It goes without saying that if posts you’ve made on your various social media accounts help prosecutors build a case against you, they’re going to want to use them. You can bet that law enforcement has done everything in its power to review your social media accounts, looking for that evidence.
You’d be surprised what they’ve used, too. We’ve seen items of clothing incriminate people in major crimes before. Social media has been used in everything from DWI cases to murder investigations.
This is usually all too easy as many people don’t keep their information particularly private to begin with. We recommend most people check their privacy settings and ensure most of their posts aren’t available to the general public.
We always advise clients to stay off social media when involved in a criminal case.

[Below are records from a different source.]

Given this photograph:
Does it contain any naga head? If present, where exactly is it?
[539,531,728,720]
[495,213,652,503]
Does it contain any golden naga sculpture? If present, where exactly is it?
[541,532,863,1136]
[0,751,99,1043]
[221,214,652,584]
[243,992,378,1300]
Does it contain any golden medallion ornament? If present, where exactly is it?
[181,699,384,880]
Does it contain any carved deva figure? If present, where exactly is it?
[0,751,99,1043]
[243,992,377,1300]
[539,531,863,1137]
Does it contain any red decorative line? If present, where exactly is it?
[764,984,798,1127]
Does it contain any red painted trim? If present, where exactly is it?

Nevertheless, simply staying off social media does not guarantee that it won’t be a factor in your case.
Can law enforcement get social media companies to turn over private information?

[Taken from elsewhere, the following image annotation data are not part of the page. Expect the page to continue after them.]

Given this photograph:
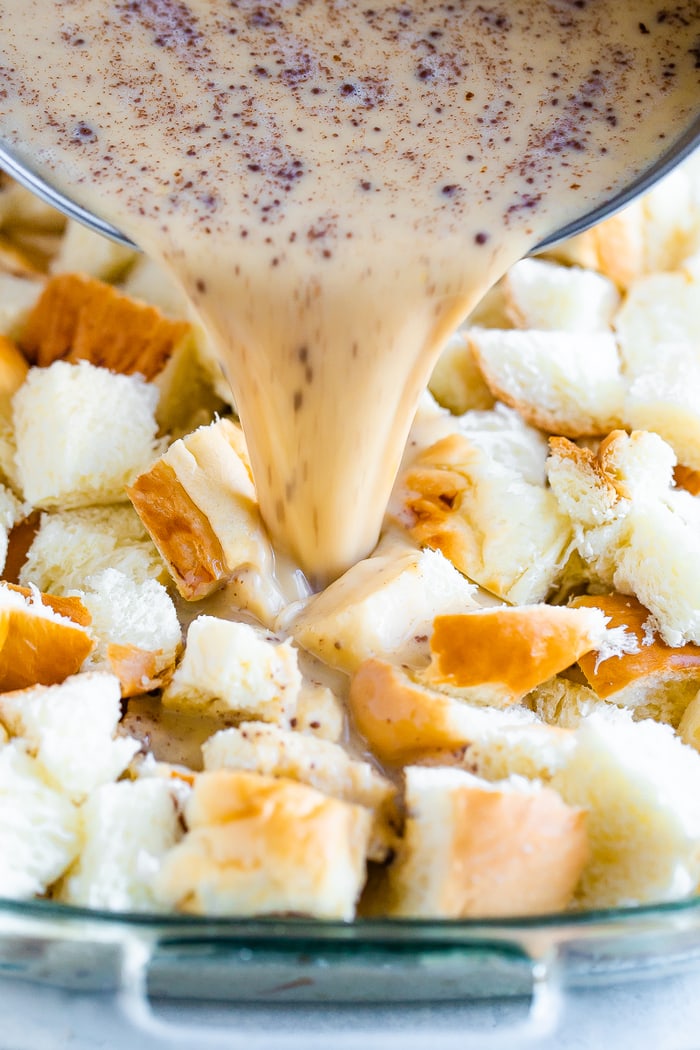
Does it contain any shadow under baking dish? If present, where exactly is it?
[0,898,700,1003]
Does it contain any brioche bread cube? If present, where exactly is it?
[163,615,301,727]
[375,767,588,919]
[292,677,345,743]
[571,594,700,726]
[0,671,140,802]
[19,503,167,594]
[0,740,80,900]
[348,659,573,780]
[394,424,573,609]
[13,361,162,509]
[55,777,182,911]
[524,675,606,730]
[552,709,700,908]
[201,721,397,861]
[20,273,191,380]
[289,544,475,671]
[76,569,182,696]
[0,584,93,698]
[469,331,624,438]
[420,605,608,707]
[156,770,372,920]
[429,331,494,416]
[504,259,620,331]
[129,419,283,624]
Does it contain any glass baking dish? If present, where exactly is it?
[0,898,700,1050]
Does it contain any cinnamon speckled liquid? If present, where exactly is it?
[0,0,700,581]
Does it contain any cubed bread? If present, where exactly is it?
[391,413,573,604]
[76,569,182,696]
[19,503,167,594]
[0,671,140,801]
[381,767,588,919]
[55,777,183,911]
[552,709,700,908]
[429,331,494,416]
[571,594,700,726]
[469,331,624,438]
[0,741,80,900]
[129,419,283,625]
[163,615,301,727]
[348,659,571,780]
[50,219,139,281]
[289,544,475,671]
[13,361,162,509]
[420,605,607,708]
[0,584,94,693]
[548,431,700,647]
[201,722,397,861]
[504,258,620,331]
[292,677,345,743]
[156,770,372,920]
[20,273,191,380]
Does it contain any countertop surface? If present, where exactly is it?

Social media companies are often quite willing to share information with prosecutors in a criminal case. They usually aren’t so friendly to the defense.
Nevertheless, law enforcement must meet certain criteria in order to get private information. They must generally show there is sufficient likelihood that there will be relevant information to find.
If they’re looking at public information, they may seek proof of ownership to prove the account is yours and not someone else’s, a move they will make in order to prevent defense lawyers like us from using that particular defense.
They must also follow the law when accessing your account. They can’t assume your identity, create a fake account, or hack into your accounts to gain the information. If they do, they may themselves be breaking the law, and as your defense attorneys we can certainly use such behavior to have any relevant evidence suppressed.
Should I delete all my social media posts?
No. What’s already out there is out there.
If you try to delete content you may be accused of tampering with the evidence, which can lead to additional criminal charges. You can be charged with tampering with the evidence even if you are acquitted for the original crime.
In fact, law enforcement may present social media companies with preservation requests to “snapshot” certain content at certain times specifically to make sure they can get your information before you delete it. They have to obtain a warrant to do so, of course, but once you’ve been charged this generally won’t be very hard.
Do social media posts ever help the defense?
Of course. We’ve found exculpatory evidence in all sorts of cases.
In fact, we recommend sharing your social accounts with us so we can search for any evidence which might help.
For example, if the prosecution is complaining you are at Location A at Time A and we can show you were at Location B at that same time simply by pulling up a time and date stamped photo, then we have a great alibi for you.
You should also tell us if you are “friends” with any of the witnesses, as their own social media accounts could provide interesting information as well.